Caro (a) leitor (a)
Quando foi que envelhecer virou luxo? Envelhecimento é um tema potente, sensível, extremamente relevante — com muito potencial para gerar conexão e reflexão. Não acha?
Imagine a cena: um café parisiense, mesas na calçada, e ali estão elas —Carrie Bradshaw (personagem principal da série Sex and The City) e Simone de Beauvoir (filósofa, escritora e ativista francesa), duas mulheres de mundos diferentes, unidas por uma inquietação comum.
Entre goles de expresso e olhares atentos ao movimento da rua, surge a pergunta que move a conversa: “Será que estamos mesmo preparados para viver mais… ou apenas obcecado sem parecer mais jovens?”
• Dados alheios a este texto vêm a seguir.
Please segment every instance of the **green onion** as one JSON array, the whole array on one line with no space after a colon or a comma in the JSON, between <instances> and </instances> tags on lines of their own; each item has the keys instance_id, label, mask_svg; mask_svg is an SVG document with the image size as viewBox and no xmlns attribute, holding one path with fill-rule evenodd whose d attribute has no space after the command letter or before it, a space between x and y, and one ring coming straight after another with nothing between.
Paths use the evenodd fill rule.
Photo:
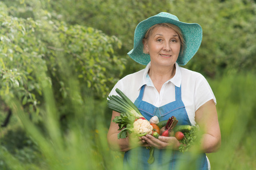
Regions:
<instances>
[{"instance_id":1,"label":"green onion","mask_svg":"<svg viewBox=\"0 0 256 170\"><path fill-rule=\"evenodd\" d=\"M136 118L143 117L134 104L118 88L115 91L121 96L112 95L108 97L107 104L110 109L127 116L133 116Z\"/></svg>"}]
</instances>

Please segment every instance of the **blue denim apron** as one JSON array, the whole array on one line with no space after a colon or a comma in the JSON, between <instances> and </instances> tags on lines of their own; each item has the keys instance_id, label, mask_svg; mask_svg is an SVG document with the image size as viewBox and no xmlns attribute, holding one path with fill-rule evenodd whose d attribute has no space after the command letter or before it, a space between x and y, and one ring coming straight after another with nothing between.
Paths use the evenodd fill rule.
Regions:
<instances>
[{"instance_id":1,"label":"blue denim apron","mask_svg":"<svg viewBox=\"0 0 256 170\"><path fill-rule=\"evenodd\" d=\"M148 120L157 116L159 121L167 120L174 116L179 122L177 125L190 125L185 106L181 100L181 87L175 86L175 101L160 107L142 100L145 85L141 89L139 95L134 102L142 114ZM172 150L154 149L155 161L151 164L147 163L150 150L144 147L138 147L125 153L123 168L125 169L184 169L182 166L185 163L193 163L195 168L191 169L208 169L205 154L201 154L196 159L192 160L191 153L180 152ZM192 168L191 167L190 168Z\"/></svg>"}]
</instances>

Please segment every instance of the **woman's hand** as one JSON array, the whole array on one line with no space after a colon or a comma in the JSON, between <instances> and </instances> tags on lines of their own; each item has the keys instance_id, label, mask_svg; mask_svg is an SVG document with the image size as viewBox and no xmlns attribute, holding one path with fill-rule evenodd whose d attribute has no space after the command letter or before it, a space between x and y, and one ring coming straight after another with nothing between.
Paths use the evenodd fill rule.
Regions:
<instances>
[{"instance_id":1,"label":"woman's hand","mask_svg":"<svg viewBox=\"0 0 256 170\"><path fill-rule=\"evenodd\" d=\"M142 141L145 141L146 146L153 146L158 149L171 148L179 150L180 142L175 137L159 136L158 139L151 135L141 137Z\"/></svg>"}]
</instances>

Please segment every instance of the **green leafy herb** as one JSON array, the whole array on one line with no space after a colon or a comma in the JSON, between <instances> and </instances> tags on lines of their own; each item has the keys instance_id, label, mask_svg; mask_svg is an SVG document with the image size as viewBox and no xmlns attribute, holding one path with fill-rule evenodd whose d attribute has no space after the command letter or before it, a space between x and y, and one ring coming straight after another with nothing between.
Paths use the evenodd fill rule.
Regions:
<instances>
[{"instance_id":1,"label":"green leafy herb","mask_svg":"<svg viewBox=\"0 0 256 170\"><path fill-rule=\"evenodd\" d=\"M183 133L184 138L180 141L181 143L179 147L179 150L181 152L187 152L193 144L198 142L199 130L196 126L192 126L191 130Z\"/></svg>"}]
</instances>

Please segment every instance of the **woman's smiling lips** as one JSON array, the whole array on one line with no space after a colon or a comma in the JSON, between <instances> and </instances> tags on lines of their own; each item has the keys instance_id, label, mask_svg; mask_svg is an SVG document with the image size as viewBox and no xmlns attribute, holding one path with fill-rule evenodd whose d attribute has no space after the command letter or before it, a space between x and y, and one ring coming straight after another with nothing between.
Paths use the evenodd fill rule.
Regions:
<instances>
[{"instance_id":1,"label":"woman's smiling lips","mask_svg":"<svg viewBox=\"0 0 256 170\"><path fill-rule=\"evenodd\" d=\"M163 57L166 57L166 58L170 57L172 56L171 55L167 55L167 54L160 54L160 56L161 56Z\"/></svg>"}]
</instances>

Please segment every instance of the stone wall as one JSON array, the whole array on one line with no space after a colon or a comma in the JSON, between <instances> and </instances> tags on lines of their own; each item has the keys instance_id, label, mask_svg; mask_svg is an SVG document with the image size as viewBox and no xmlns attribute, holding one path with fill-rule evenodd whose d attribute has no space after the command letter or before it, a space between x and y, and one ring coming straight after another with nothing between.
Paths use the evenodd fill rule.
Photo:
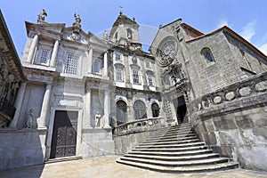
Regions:
<instances>
[{"instance_id":1,"label":"stone wall","mask_svg":"<svg viewBox=\"0 0 267 178\"><path fill-rule=\"evenodd\" d=\"M114 155L114 142L112 141L111 129L83 129L82 148L84 158Z\"/></svg>"},{"instance_id":2,"label":"stone wall","mask_svg":"<svg viewBox=\"0 0 267 178\"><path fill-rule=\"evenodd\" d=\"M200 140L243 168L267 171L267 73L206 93L190 103Z\"/></svg>"},{"instance_id":3,"label":"stone wall","mask_svg":"<svg viewBox=\"0 0 267 178\"><path fill-rule=\"evenodd\" d=\"M44 163L46 130L0 130L0 170Z\"/></svg>"}]
</instances>

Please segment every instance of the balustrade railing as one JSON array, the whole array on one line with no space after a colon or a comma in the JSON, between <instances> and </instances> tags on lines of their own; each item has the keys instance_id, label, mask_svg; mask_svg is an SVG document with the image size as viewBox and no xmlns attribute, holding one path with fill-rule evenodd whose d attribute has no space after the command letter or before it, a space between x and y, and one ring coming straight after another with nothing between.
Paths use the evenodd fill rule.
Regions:
<instances>
[{"instance_id":1,"label":"balustrade railing","mask_svg":"<svg viewBox=\"0 0 267 178\"><path fill-rule=\"evenodd\" d=\"M117 135L124 135L134 133L141 133L149 130L156 130L166 125L163 117L142 118L117 125L114 129Z\"/></svg>"}]
</instances>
Carrie, com seu olhar aguçado para as nuances do cotidiano, aponta para o paradoxo: nunca se falou tanto em longevidade, bem-estar e autocuidado — e, ao mesmo tempo, nunca estivemos tão pressionados a esconder os sinais do tempo. Como se viver fosse permitido, desde que não se note.
Simone, por sua vez, relembra que a sociedade ainda é cruel com quem envelhece. O etarismo, sutil ou escancarado, está nas piadas, nas demissões silenciosas, nas vitrines que ignoram corpos que já viveram mais da metade de uma vida. Está nos aplicativos que não pensam em acessibilidade e nos algoritmos que só entregam relevância a rostos lisos e vozes jovens.
Envelhecer: O tempo vivido não é peso, é potência – Foto: Pexel/ND
Juntas, elas concordam: envelhecer em paz, com saúde, dignidade e pertencimento, deveria ser o mínimo. Mas ainda é o máximo que muitos não alcançam.
Confesso que o envelhecer “me incomoda”. Apaixonada pela vida como sou, a ideia de que, fazendo um cálculo básico, metade dela já se foi, me dá um certo desconforto.
Enquanto Carrie lembra das amigas que se sentem invisíveis após os 50, Simone fala sobre como o capitalismo nos condiciona a valorizar apenas aquilo que produz, consome e performa. E aí o que se perde é justamente o que mais importa: a experiência, o tempo vivido, as histórias que moldam quem somos.
Vivemos a contradição de uma era em que podemos viver mais, mas não sabemos muito bem o que fazer com essa dádiva. Cultuamos a juventude como se ela fosse eterna — e, quando não for mais possível mantê-la, escondemos, silenciamos, substituímos.
Mas talvez, como diria Simone, “o importante não é aquilo que a vida fez de nós, mas o que nós fazemos com o que a vida fez da gente.” Lembro que minha mãe, aos 42 anos, era vista — e se via — como uma“senhora”. Hoje, aos 70 e poucos, muitas vezes parece mais jovem do que era naquela época. Tem mais brilho no olhar, mais sede de mundo.
E quando penso na tal metade da vida que já passou, lembro que minha primeira meia maratona aconteceu aos 46. Vinte e um quilômetros de superação. O corpo gritou, sim. Mas gritou junto a endorfina e a alegria de me sentir viva.
Foi ali que entendi que o tempo vivido não é peso — é potência. E talvez esteja aí a provocação que deixo pra mim e pra você: Será que não está na hora de valorizarmos não quem parece mais jovem, mas quem viveu o suficiente para ensinar a dançar com o tempo?
Envelhecer não deveria ser um privilégio.